Fig 3. Palmitate induces PGC−1α promoter methylation in primary cortical neuronal cultures.

Primary mouse cortical neurons were treated with 0.1 or 0.5 mM Palmitate (Pal) for 48 hours. Genomic DNA and mRNA were isolated for bisulfite sequencing and RT-PCR analysis, respectively. Visualization of the bisulfite sequencing results for the PGC−1α and DHX15 promoters were completed using MethTools 3.0. A. Graphical depiction of the PGC−1α promoter region (-361 to -90) and location of methylated cytosines.
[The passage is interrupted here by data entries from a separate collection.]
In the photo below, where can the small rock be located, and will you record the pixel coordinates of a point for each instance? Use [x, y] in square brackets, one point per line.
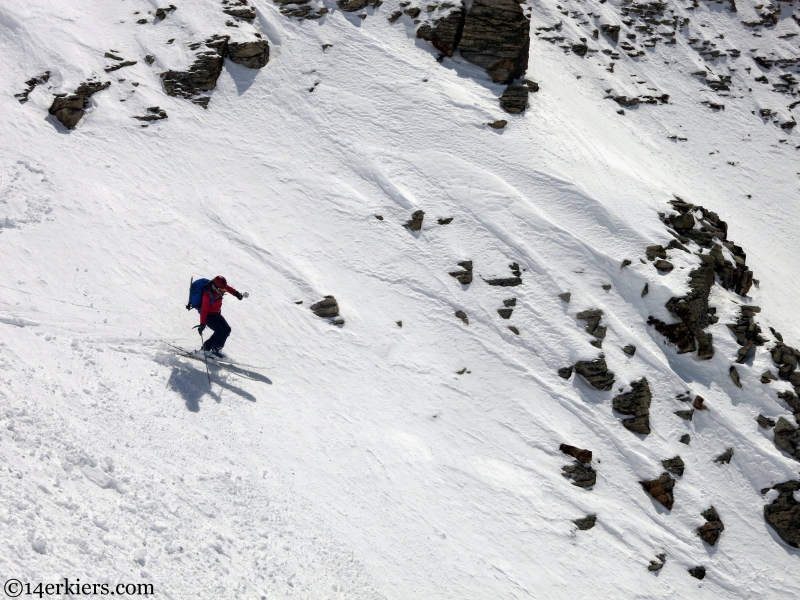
[586, 523]
[698, 572]
[674, 465]
[661, 489]
[725, 457]
[580, 454]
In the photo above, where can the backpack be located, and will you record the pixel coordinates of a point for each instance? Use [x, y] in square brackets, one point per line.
[196, 290]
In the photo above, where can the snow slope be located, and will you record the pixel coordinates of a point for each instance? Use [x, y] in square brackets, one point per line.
[355, 462]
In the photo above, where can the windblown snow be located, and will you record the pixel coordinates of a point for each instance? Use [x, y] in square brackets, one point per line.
[405, 453]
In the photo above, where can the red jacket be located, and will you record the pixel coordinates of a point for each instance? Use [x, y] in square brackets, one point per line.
[212, 303]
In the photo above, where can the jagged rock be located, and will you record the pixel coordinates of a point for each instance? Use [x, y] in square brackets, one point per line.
[664, 265]
[698, 572]
[768, 376]
[783, 514]
[253, 55]
[725, 457]
[580, 454]
[658, 565]
[156, 114]
[464, 277]
[654, 252]
[765, 422]
[635, 403]
[592, 318]
[328, 307]
[508, 281]
[415, 222]
[514, 99]
[32, 83]
[661, 489]
[586, 523]
[582, 475]
[496, 36]
[713, 528]
[787, 438]
[596, 373]
[611, 31]
[444, 34]
[69, 109]
[735, 376]
[674, 465]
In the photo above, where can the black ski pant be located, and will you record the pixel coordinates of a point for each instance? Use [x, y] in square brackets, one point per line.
[217, 323]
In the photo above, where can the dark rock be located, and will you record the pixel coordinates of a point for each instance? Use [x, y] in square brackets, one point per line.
[713, 528]
[415, 222]
[32, 83]
[674, 465]
[579, 454]
[765, 422]
[253, 55]
[783, 514]
[735, 376]
[725, 457]
[496, 36]
[586, 523]
[444, 34]
[635, 403]
[328, 307]
[661, 489]
[464, 277]
[787, 438]
[69, 109]
[698, 572]
[565, 372]
[664, 265]
[582, 475]
[596, 373]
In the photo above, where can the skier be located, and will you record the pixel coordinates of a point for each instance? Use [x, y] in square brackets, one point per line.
[211, 315]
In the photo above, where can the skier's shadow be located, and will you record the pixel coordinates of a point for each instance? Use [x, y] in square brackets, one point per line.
[192, 385]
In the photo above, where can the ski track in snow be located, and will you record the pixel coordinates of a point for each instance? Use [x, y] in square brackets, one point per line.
[357, 463]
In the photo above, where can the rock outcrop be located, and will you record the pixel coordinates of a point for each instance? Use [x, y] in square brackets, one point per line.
[783, 515]
[596, 373]
[661, 489]
[713, 527]
[496, 36]
[69, 109]
[635, 403]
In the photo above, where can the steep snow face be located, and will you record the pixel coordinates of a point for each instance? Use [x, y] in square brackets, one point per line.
[371, 459]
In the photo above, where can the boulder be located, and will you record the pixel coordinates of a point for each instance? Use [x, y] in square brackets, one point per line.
[661, 489]
[635, 403]
[496, 36]
[783, 515]
[596, 373]
[713, 528]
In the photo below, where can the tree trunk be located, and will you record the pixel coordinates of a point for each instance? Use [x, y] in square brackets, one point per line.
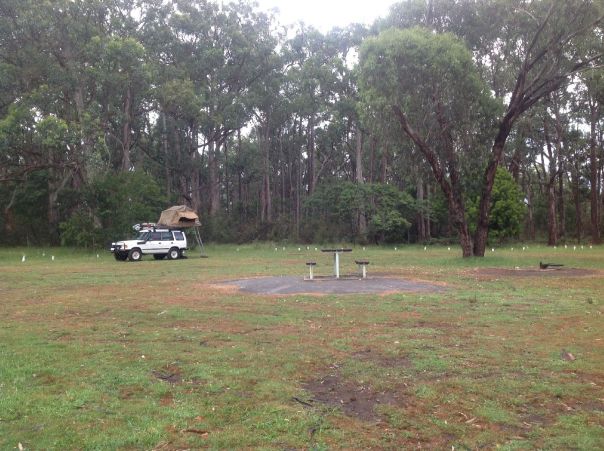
[312, 158]
[421, 221]
[362, 219]
[561, 206]
[213, 179]
[164, 137]
[530, 211]
[126, 163]
[593, 175]
[552, 229]
[577, 202]
[265, 193]
[452, 190]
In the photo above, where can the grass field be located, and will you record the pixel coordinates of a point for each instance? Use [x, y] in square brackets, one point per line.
[99, 354]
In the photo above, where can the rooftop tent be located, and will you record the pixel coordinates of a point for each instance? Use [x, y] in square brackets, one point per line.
[178, 216]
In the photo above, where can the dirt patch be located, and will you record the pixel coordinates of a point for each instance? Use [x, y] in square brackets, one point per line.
[170, 374]
[355, 400]
[367, 355]
[494, 273]
[297, 285]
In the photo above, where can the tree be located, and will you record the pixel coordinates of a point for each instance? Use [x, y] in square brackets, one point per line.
[541, 50]
[426, 81]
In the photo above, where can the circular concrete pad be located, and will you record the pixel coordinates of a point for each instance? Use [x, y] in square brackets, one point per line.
[297, 285]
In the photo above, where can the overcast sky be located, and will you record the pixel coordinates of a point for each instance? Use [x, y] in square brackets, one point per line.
[327, 14]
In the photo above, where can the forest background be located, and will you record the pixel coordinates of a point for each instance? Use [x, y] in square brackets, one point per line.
[445, 121]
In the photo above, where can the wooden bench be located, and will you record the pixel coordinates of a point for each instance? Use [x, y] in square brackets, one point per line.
[311, 265]
[362, 267]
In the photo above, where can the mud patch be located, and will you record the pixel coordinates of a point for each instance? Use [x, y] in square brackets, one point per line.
[494, 273]
[170, 374]
[355, 400]
[297, 285]
[367, 355]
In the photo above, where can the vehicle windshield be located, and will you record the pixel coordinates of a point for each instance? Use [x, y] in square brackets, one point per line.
[142, 236]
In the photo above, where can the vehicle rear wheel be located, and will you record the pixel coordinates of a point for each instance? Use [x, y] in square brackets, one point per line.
[174, 253]
[135, 255]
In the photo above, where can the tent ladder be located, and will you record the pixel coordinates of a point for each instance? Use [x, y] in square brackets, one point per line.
[198, 239]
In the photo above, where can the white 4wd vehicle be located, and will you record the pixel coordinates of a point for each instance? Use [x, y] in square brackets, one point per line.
[159, 242]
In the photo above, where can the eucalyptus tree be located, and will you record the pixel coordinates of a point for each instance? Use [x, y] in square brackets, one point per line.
[526, 51]
[426, 82]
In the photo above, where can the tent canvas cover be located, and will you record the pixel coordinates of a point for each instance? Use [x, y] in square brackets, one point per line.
[179, 216]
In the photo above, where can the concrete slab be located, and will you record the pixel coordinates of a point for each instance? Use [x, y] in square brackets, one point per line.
[297, 285]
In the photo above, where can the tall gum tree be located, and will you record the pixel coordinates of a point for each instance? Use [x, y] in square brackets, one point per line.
[525, 50]
[427, 82]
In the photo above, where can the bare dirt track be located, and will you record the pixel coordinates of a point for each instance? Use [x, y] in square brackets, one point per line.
[297, 285]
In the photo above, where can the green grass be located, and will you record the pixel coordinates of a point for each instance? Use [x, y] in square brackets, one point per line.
[85, 343]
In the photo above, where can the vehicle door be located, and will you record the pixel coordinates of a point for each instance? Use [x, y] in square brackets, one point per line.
[167, 240]
[154, 244]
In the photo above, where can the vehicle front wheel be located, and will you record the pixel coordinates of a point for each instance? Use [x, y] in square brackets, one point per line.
[120, 257]
[135, 255]
[174, 253]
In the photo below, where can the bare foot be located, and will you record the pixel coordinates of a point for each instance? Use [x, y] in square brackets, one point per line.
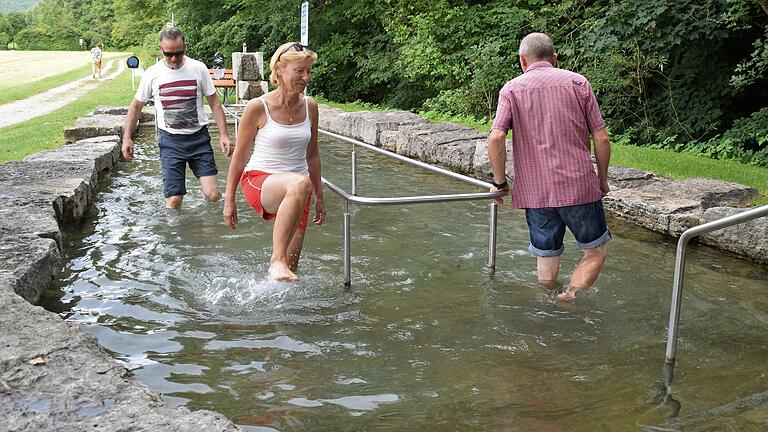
[569, 294]
[550, 284]
[281, 273]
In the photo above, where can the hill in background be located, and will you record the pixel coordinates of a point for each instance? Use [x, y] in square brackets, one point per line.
[7, 6]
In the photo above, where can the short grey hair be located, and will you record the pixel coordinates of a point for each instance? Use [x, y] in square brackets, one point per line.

B. Methylation sequencing region in the PGC−1α promoter. Important transcription factors are underlined. Methylated are CpG highlighted in brown, CpA in red, CpT in green and CpC in blue. C. Quantitation of cytosine methylation levels of the PGC−1α promoter. Increased methylation (106.9%) of PGC−1α promoter was observed in 0.5 mM palmitate-treated primary cortical neurons compared to PBS control (p = 0.02). D. Graphical depiction of the DHX15 promoter region (-530 to -287) and location of methylated cytosines. E. Methylation sequencing region in the DHX15 promoter. Important transcription factors are underlined. Methylated CpGs are highlighted in brown, CpAs in red, CpTs in green and CpCs in blue. F. Quantitation of cytosine methylation levels of DHX15 promoter. G. Quantification of PGC−1α mRNA by qRT-PCR revealed a 72.0% decrease with 0.5 mM palmitate treatment compared with PBS controls (p = 0.0471). H. Quantitation of the mitochondria DNA (mtDNA) to nuclear DNA (nuDNA) ratio using real-time PCR. mtDNA:nuDNA ratio was decreased by 48.0% in 0.5 mM palmitate-treated cortical neuronal cultures compared to control (p = 0.0258). Results were presented as mean±SEM, *p<0.05. ANOVA with Student-Newman-Keuls post hoc analysis (C, F, G and H).